Succédant à La Mort de Dante Lazarescu (2006), impressionnante odyssée célinienne d'un vieil homme mourant trimballé d'un hôpital bucarestois à l'autre et méchamment humilié dans chacun d'entre eux par un large panel de médecins je-m'en-foutistes, Aurora est une éclatante confirmation du talent qu'a Puiu pour narrer le rapport de forces entre un personnage lambda et un réel cruellement absurde, décrit au travers d’un quotidien potentiellement aliénant et mortifère.
Le mal de la banalité
Viorel (Cristi Puiu lui-même, qui s'avère un acteur ahurissant), ingénieur en métallurgie, erre dans les rues de Bucarest après avoir récupéré l'argent qu'un collègue lui devait ; il fait enlever au noir les meubles et objets encombrant l'appartement qu'il est en train de retaper ; il constate un dégât des eaux généré par la maladresse de l'enfant du voisin du dessus ; il rend visite à sa mère et au nouveau mari de celle-ci, qu'il déteste ; il achète un fusil calibre 12 ; il tente de voir sa maîtresse ; il effectue deux doubles meurtres ; il va chercher sa fille à l'école et la confie à une vieille voisine ; il se dénonce à la police.
C'est bien ainsi qu'Aurora fonctionne : plan par plan, séquence par séquence, le film empile les situations les unes sur les autres, sans souci de les mettre en relation, du moins dans un premier temps.
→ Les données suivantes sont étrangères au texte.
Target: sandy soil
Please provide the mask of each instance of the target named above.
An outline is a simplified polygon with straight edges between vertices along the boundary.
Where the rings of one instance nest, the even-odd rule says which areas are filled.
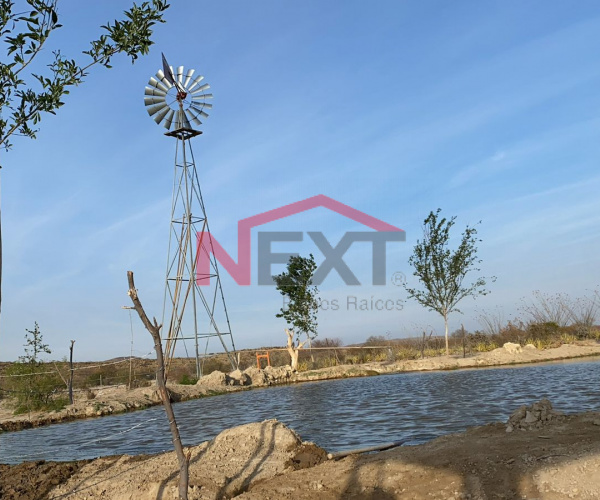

D'où le fait que la première heure de ce film qui en comporte trois semble fastidieuse, a priori peu éloignée d'un académisme de cinéma d'auteur festivalier (dont le parangon serait le Turc Nuri Bilge Ceylan), dilatant vainement le temps à grands coups de plans-séquences vides, sans autre objet que de peinturlurer le monde aux teintes cafardeuses de l'ennui. Cette première heure, difficile mais essentielle, est heureusement un faux-semblant, dont la beauté ne peut se constater que rétroactivement ; l'observation du quotidien le plus prosaïque de Viorel permet de montrer subrepticement les signes de l'aliénation du personnage, le délitement d'une quotidienneté devenue hostile. C'est là qu'Aurora s'avère très fort ; au lieu de délivrer un film potentiellement intéressant mais un peu rebattu sur la banalité du mal (mettre sur un pied d'égalité le mal et le quotidien), Cristi Puiu réalise une oeuvre majeure et originale sur le mal de la banalité (le mal comme résultante du quotidien).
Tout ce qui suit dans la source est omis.